日本の旅 第42回
小峰城(白河城)〜福島県白河市〜
     A trip of Japan No.43 Komine-Castlei , Shirakawa City
○白河市の概要
福島県南部にある都市。県南の中心都市で、奥羽三関のひとつ白河関と寛政の改革を指揮した松平定信の居城・白河小峰城で有名。市は阿武隈川の上流域に広がり、南は栃木県に接する。1949(昭和24)に白河町と大沼村が合併して市制施行。54年に白坂村、小田川村(こたがわむら)の、55年に五箇村(ごかむら)を編入し今に至る。面積は117.67km2。人口は約4万8000人。

1.歴史ある城
 引き続き白河市の特集。今回は、小峰城です。白河市の城ですが、通称は小峰城となっております。

 この小峰城は、1340年に結城親朝が小峰ヶ丘に築城したのが始まり。その結城氏というのは、源頼朝が奥州藤原氏を滅ぼした時に従軍した結城朝光を祖先とする名族で、小峰城を造る前は「白川」城というのを拠点にしておりました。
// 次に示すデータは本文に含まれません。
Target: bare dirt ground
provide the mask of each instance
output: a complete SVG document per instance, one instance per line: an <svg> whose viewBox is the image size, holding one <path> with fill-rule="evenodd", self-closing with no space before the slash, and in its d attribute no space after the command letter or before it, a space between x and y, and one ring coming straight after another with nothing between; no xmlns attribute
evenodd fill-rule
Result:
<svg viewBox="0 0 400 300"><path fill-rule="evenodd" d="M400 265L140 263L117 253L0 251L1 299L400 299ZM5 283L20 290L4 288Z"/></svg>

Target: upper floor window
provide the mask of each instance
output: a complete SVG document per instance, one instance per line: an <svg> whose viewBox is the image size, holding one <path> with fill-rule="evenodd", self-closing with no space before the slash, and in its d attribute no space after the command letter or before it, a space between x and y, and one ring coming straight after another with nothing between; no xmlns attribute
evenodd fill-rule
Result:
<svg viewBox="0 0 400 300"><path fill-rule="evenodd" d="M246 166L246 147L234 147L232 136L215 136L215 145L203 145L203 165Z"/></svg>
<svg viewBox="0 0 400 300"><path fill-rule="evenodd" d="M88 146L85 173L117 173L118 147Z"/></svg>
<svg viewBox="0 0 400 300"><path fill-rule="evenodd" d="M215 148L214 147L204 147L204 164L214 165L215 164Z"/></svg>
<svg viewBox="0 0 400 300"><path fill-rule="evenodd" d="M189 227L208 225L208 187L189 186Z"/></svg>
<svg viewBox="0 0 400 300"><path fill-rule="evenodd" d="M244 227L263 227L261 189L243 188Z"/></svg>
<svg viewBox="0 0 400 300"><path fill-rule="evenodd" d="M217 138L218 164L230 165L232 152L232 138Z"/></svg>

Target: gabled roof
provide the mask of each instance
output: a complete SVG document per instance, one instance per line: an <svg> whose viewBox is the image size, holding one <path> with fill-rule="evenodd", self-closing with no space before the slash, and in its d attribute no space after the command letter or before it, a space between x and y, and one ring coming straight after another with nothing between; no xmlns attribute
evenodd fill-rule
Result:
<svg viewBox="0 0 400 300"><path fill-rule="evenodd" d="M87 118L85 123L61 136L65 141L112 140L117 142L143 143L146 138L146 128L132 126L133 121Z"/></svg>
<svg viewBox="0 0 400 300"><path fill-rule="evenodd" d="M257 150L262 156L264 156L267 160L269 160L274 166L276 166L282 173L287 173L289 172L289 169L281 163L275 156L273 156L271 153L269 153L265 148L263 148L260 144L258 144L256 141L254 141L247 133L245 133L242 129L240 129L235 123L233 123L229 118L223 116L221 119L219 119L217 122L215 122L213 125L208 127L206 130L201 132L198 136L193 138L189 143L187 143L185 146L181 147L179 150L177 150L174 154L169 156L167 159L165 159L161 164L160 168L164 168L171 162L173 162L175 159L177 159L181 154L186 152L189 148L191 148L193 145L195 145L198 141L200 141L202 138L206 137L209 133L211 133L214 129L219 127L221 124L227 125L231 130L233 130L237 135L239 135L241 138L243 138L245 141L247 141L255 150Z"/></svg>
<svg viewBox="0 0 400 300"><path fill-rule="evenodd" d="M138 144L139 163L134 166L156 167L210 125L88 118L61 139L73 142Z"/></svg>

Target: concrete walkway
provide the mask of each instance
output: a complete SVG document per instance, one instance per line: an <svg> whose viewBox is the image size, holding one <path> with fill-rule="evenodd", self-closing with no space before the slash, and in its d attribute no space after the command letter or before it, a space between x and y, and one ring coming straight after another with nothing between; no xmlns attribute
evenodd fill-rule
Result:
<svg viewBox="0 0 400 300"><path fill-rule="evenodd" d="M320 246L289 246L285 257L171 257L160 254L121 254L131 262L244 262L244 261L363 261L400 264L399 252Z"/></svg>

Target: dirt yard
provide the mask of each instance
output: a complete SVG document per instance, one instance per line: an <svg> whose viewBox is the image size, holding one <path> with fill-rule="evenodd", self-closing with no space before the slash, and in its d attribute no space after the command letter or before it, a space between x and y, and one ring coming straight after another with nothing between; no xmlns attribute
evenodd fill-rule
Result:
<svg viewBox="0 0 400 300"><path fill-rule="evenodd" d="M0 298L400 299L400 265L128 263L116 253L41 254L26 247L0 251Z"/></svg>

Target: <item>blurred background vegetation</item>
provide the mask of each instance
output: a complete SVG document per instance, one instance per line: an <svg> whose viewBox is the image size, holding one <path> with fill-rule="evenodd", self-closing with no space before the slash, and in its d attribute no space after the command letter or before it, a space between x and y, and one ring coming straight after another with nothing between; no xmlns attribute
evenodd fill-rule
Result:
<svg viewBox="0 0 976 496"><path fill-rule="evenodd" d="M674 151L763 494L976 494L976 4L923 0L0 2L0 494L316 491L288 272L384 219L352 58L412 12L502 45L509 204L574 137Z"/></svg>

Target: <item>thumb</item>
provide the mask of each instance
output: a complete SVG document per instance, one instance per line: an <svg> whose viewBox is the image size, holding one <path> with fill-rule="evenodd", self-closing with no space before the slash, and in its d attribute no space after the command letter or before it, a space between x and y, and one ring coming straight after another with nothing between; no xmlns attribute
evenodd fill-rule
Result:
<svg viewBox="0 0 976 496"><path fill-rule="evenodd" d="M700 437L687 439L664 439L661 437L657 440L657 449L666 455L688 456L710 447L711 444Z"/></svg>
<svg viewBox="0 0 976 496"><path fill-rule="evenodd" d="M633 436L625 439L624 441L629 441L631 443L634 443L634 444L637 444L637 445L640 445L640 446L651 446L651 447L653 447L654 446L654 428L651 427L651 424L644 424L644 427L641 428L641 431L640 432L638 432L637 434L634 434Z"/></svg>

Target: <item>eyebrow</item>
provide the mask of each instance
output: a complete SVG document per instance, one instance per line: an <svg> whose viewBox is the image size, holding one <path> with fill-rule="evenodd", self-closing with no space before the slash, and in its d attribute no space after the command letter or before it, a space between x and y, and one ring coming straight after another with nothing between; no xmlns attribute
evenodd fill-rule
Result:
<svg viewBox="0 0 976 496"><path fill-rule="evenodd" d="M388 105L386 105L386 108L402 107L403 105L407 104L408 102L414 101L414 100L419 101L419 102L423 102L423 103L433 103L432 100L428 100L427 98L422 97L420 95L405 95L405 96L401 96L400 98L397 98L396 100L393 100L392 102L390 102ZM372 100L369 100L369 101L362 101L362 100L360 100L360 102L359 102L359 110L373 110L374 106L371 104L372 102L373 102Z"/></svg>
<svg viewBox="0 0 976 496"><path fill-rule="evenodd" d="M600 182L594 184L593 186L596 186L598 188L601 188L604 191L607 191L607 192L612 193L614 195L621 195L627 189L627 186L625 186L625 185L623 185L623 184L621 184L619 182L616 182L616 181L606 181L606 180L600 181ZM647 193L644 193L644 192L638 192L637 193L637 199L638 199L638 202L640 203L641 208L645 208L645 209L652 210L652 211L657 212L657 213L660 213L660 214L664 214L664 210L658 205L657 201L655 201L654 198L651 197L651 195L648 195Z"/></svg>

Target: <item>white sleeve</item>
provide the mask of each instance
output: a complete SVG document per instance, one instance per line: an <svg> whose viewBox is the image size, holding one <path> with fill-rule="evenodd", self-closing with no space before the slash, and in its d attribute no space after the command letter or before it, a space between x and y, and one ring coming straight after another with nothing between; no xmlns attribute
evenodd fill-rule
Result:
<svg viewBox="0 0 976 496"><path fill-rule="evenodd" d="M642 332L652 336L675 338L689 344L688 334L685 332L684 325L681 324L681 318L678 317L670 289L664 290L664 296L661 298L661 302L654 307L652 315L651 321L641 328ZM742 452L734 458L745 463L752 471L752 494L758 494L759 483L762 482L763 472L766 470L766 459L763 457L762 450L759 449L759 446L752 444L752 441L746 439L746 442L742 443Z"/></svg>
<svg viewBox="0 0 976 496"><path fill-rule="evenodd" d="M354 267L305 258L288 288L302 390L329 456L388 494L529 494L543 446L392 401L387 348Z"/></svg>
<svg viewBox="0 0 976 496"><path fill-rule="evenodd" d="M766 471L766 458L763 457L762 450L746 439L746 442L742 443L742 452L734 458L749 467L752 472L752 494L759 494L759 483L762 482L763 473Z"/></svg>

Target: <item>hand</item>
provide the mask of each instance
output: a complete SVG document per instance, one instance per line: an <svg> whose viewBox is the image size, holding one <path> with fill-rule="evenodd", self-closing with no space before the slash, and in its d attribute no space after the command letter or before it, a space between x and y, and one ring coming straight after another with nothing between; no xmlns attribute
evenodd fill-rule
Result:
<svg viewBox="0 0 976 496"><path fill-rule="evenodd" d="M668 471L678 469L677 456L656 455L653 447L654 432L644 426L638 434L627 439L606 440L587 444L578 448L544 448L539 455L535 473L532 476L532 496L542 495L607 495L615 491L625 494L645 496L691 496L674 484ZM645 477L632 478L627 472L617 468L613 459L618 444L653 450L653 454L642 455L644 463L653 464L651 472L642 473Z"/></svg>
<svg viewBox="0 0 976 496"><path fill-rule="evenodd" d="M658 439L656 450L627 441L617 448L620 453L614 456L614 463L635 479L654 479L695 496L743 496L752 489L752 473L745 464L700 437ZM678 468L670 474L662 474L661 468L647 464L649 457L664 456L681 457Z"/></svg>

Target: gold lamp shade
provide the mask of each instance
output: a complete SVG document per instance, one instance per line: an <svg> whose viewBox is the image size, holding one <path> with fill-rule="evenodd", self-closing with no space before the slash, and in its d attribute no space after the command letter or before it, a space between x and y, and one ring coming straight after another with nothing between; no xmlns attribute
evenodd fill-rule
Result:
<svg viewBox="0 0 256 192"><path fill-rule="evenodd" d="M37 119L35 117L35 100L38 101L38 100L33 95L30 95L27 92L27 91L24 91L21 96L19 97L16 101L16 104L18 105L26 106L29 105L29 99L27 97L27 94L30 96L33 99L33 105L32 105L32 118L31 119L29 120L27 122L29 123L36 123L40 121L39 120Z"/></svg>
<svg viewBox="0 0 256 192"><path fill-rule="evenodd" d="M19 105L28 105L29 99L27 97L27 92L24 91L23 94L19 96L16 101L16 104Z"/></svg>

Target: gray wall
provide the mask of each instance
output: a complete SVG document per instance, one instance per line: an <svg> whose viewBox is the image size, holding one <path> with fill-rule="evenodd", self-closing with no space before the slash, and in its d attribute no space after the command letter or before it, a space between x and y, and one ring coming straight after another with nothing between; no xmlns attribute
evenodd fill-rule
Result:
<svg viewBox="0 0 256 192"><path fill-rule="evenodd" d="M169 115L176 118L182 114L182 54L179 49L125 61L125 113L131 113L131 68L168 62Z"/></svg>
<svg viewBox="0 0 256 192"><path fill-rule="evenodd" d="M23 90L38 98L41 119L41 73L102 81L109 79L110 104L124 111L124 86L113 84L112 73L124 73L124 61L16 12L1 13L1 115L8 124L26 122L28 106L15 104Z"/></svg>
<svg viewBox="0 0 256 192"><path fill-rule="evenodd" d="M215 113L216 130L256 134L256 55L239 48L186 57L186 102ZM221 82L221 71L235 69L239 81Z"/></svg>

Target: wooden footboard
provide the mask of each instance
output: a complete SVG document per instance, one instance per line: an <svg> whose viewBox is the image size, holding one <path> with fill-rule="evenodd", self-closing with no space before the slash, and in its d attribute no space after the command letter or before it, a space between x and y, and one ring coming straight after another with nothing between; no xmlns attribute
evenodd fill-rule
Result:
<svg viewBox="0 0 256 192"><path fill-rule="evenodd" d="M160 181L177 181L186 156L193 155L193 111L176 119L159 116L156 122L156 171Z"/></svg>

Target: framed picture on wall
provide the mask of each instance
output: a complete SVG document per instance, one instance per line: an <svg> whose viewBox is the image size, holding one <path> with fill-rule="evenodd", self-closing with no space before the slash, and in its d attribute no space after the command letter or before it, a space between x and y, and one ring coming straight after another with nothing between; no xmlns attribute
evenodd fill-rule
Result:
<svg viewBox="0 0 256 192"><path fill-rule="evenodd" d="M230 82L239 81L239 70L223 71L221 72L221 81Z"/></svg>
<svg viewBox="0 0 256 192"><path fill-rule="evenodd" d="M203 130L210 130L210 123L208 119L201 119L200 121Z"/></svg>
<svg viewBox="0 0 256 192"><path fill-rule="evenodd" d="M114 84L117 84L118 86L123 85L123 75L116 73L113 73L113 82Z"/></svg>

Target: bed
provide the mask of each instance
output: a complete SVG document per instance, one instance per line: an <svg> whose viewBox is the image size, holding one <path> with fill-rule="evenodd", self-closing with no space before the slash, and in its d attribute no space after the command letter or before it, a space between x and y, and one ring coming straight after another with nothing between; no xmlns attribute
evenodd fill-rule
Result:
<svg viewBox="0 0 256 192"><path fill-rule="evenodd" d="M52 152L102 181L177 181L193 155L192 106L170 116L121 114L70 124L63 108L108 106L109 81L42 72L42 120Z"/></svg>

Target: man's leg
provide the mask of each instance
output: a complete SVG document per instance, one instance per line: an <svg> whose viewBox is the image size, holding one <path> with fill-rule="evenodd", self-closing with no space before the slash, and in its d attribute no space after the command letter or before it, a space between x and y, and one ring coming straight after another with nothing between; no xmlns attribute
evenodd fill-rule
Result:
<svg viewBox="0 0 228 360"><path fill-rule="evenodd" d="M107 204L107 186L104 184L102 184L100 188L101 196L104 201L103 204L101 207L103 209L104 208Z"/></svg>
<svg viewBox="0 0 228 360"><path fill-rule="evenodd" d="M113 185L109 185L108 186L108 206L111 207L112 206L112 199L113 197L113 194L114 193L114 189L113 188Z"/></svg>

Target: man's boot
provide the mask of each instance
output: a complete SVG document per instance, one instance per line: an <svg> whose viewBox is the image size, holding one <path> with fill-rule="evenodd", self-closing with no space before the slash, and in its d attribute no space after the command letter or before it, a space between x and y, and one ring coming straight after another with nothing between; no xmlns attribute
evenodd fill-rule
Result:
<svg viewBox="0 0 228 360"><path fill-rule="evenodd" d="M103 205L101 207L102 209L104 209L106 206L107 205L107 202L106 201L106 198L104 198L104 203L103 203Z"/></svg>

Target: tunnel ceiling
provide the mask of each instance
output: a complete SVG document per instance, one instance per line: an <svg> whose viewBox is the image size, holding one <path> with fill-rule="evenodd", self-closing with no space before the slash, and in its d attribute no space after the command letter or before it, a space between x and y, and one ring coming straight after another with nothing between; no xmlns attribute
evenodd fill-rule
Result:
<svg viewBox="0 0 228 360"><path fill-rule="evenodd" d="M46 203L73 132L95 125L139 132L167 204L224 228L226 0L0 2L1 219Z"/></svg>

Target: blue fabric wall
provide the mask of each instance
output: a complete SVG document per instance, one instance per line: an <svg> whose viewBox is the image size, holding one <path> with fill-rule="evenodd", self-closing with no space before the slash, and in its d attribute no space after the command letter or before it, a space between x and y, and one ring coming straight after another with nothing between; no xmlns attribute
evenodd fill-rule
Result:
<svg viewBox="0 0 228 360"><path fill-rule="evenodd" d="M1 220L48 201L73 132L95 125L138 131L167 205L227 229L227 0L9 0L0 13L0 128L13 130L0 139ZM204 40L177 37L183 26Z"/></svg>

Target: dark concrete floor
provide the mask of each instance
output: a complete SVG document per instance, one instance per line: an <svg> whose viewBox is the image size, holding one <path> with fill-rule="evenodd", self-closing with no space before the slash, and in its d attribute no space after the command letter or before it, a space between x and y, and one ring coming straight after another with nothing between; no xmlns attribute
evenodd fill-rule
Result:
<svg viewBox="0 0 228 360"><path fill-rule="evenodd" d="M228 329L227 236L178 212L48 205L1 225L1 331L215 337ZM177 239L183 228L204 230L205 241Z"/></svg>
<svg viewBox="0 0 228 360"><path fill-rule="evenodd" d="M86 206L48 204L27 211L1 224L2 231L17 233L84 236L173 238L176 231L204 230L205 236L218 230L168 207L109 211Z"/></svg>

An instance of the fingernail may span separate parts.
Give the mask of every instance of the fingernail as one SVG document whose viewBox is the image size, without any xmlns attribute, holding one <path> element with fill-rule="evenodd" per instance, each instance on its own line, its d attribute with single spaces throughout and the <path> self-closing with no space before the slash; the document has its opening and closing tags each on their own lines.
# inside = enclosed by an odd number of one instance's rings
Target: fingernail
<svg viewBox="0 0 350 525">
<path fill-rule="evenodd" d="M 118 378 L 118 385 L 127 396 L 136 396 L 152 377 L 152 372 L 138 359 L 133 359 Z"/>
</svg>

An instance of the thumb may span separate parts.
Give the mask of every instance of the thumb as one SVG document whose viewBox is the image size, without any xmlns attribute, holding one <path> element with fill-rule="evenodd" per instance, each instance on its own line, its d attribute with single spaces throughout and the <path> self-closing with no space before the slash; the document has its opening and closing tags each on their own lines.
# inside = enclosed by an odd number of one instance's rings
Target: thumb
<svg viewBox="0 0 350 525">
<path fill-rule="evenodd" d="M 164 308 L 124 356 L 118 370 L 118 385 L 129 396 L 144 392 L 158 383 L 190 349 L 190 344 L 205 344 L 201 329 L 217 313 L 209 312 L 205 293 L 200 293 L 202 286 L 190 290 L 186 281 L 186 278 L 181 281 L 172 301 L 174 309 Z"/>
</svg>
場所は小峰城より北だったかなあ。

 さて、この結城氏は信長の野望にも登場するように戦国時代まで生き延びますが、江戸時代になると織田信長の家臣・丹羽長秀の息子・丹羽長重が初代藩主として入城。4年の歳月をかけて、今の近世城郭である小峰城を築城します。その後、合計で7家(丹羽、榊原、本多、奥平、結城、久松<松平>、阿部)21人の藩主によって統治され、その中には飢饉の時に餓死者を出さなかったという松平定信もいます(定信は徳川吉宗の孫だが、養子に出された)。最終的には慶應3(1867)年に阿部家が棚倉へ転封となった後、二本松藩主の丹羽家が管理することに。

 ところが、幕末の戊辰戦争において白河藩は、藩主がいないまま、新政府に対抗して奥羽列藩同盟に加入し抗戦。慶應4年4月〜7月の約100日にかけて、奥羽列藩同盟と新政府軍の激戦が繰り広げられ、白河城は落城し焼失しました。

2.建物解説
 さて、その後長らく石垣だけという状態が続いていた小峰城ですが、平成3年に三重櫓という、実質的に天守の役割を果たした建物が、正保城絵図という、1644年に幕府が提出させた城郭の正確な絵や規模などを記させた絵と、松平定信の家臣が記した小峰城御櫓絵図(1808年)を手がかりに、木造で復元されました。本丸の北東の隅に位置する櫓で、三層三階、高さ14mの大きな物です。

 写真左は三重櫓内部で撮影。昔ながらの工法で、気の温もりを感じさせる出来栄え。

 しかし、それだけでは貧弱な感じも否めなかったのですが、平成6年には引き続き三重櫓に隣接した前御門も復元。表御門との別名もあり、その名にふさわしい立派な門です。

 小峰城は、東北新幹線からも見ることが出来るので、白河に立ち寄らない人も注意深く窓の外を見てください。

 また、二ノ丸には白河城集古苑という博物館があります。これは、二ノ丸に所在した倉をイメージした物で、結城家と阿部家の文書を保存・展示しています。

 一方写真左は、JR東北本線と白河城南の道路との境界に設置された城郭風の塀。これが非常に長い!ある意味、圧巻と言ったところです。しかし、こんなところに塀を復興するのであれば、白河城そのものに設置して欲しいものです。

 さて、白河市はこの他、松平定信が造園した、日本最古の公園・南湖公園があります。定信は、とにかく庭が好きだったらしく、金沢の兼六園も彼の命名です。